Friday, July 16, 2010

Today's TASER Travesty

A couple of cases of less-than-professional police officers getting a little taste of their own medicine:

1.  Phoenix, Arizona police officer Seth Samuel Castillo has filed a $500,000 notice of claim against the nearby city of Gilbert alleging excessive force and the violation of his Fourth Amendment rights because officers in that burg used a TASER on Castillo while attempting to arrest him for DUI.

There's apparently not much doubt that Officer Drunky was guilty of his alleged crime, 

[Castillo] was found on Jan. 3 "slumped over" behind the wheel of a [running] black Jeep Commander, which was blocking an intersection in his Gilbert neighborhood, according to a police report.

A Gilbert police officer ordered Castillo out of the vehicle and told him to put his hands on the car.
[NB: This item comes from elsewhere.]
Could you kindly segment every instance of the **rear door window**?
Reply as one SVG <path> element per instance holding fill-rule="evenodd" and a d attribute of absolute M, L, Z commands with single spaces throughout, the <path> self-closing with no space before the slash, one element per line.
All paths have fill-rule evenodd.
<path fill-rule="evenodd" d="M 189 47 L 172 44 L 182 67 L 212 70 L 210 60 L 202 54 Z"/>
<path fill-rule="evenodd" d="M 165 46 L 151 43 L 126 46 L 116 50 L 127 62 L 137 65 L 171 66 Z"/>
Castillo reportedly dropped his arms, and the officer, fearing he might draw a weapon, shot him in the back with the Taser, according to the report

...

Lab results showed that Castillo had a blood-alcohol content of 0.173 percent, more than twice the legal limit of 0.08 percent."

but that's really beside the point for the purposes of this discussion.  Castillo was TASED in the back because a fellow cop (although that little tidbit wasn't known at the time.  Might it have changed things somewhat?)  "feared" the obviously highly intoxicated suspect might draw a weapon, despite the officer seemingly having absolutely no reasonable suspicion for believing such an attack was imminent.

Multiple cops couldn't find another way to control a suspect who was barely conscious and couldn't even stand up, much less present a genuine threat?

Castillo certainly didn't like his treatment at the hands of the Gilbert cops.  Tough.  How many times a day are the peasants of this country made to twitch like a disco dancer on even flimsier pretenses?

P.S.  "Officer" Castillo is back on street patrol and has yet to face any disciplinary action, despite the fact that "an internal Phoenix Police Department investigation of Castillo sustained allegations of drunken driving and conduct unbecoming for a police officer".

Wonderful.  It's great that he has such, you know, fantastic credibility while running around arresting others for the exact same offense. 


2.   An off-duty Rhode Island police officer has been charged with "assault and battery with a dangerous weapon" after TASING another off-duty police officer (from a different department, we're glad to note.  How awkward would that locker room be right about now?) during a recent late-night tussle in Haverhill, Massachusetts: 

"Haverhill Deputy Police Chief Donald Thompson said [Kingston, R.I. Patrolman Joshua] Wallar is not authorized to use a Taser in Massachusetts. While police are authorized to use Tasers if necessary, 'He (Wallar) is not a police officer in Massachusetts. He's a civilian,' Thompson pointed out."

So when a "special person" goes ahead and lights up a peasant for all but the most egregious of situations (and usually videotaped to boot) during the course of their day, they're most likely going to be defended as doing a great job.  When they go ahead and do the very same act while off duty in a different state and as such are reduced to the status of a mere commoner, all of a sudden they're guilty of using a "dangerous weapon".

Interesting.  We'll make sure and file that little factoid to bring out the next time someone in authority argues that a TASER is little more than a jolt from a dog-fence.

Oh, and the other officer in the fracas?  He's was hit with domestic violence charges.  What a great pair these two make.